Martyrdom and Solidarity

Farron’s appeal to a strict division between public and private spheres is even more baffling when one recognises that such a framework cannot accommodate the very faith he seeks to defend. To give a topical example, for the early church, martyrdom was a public witness to the faith, a performance of the truth of Christ’s crucifixion in the public sphere. That this was in some sense an active participation in the crucifixion meant that martyrdom was not merely victimhood, an unqualified embrace of suffering, but a new form of agency, located within what Talal Asad refers to as an ‘economy of action’ directed towards the most marginalised members of society:

            “their public suffering made a difference not only to themselves […] as members of a new faith but also to the world in which they lived; it required that one’s own pain and the pain of                    others be engaged with differently.” 

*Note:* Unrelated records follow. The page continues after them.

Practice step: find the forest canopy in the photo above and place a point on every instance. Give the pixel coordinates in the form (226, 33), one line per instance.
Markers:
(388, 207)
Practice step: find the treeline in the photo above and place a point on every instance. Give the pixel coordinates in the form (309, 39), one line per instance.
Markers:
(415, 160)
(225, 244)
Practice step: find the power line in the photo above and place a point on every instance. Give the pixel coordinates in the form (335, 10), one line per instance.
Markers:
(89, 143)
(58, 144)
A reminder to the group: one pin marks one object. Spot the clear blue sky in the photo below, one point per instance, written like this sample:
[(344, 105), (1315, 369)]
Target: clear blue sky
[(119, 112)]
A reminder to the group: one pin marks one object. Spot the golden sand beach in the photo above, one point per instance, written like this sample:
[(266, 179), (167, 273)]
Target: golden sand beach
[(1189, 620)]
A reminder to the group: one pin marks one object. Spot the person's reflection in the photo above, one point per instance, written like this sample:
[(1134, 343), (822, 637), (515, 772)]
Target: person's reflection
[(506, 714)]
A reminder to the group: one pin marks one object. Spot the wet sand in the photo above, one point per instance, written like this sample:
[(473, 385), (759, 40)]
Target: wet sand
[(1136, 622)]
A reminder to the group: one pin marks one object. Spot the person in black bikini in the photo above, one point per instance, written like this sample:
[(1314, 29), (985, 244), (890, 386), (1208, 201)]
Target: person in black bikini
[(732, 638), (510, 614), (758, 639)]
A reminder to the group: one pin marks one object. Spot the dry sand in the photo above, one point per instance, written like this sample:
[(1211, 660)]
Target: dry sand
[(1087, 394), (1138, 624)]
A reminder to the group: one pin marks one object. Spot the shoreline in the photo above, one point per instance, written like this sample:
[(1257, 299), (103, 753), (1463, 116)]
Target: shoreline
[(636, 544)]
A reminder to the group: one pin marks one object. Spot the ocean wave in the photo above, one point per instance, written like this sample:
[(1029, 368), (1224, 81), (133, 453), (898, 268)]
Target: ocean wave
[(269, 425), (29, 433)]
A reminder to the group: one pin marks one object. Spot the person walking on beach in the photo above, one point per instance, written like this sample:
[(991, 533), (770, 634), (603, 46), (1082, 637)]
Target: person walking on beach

Here, martyrdom is not only itself a public activity, but part of a broader public practice of solidarity with suffering. If one were seeking the basis of a Christian politics, surely it makes more sense to transfer this practice from that of the individual martyr to a collective solidarity, rather than appealing to a passionless liberalism?

To take just one example, there are a wide range of issues that affect LGBT+ people far beyond merely formal rights, from migration to housing, from healthcare to policing. The unique ways in which LGBT+ people are impacted by these problems cannot be adequately addressed by an assurance of individual liberty – especially since the concomitant freedom of the market would intensify the roots of these issues. Rather, Christians might interpret these conditions through martyrdom as a form of public politics, a practice of attention to suffering. This is the basis of a solidarity which seeks to forge the pain of these communities into a form of agency from which radical political action might emerge.

Jonathan Murden is a Theology student at Durham University.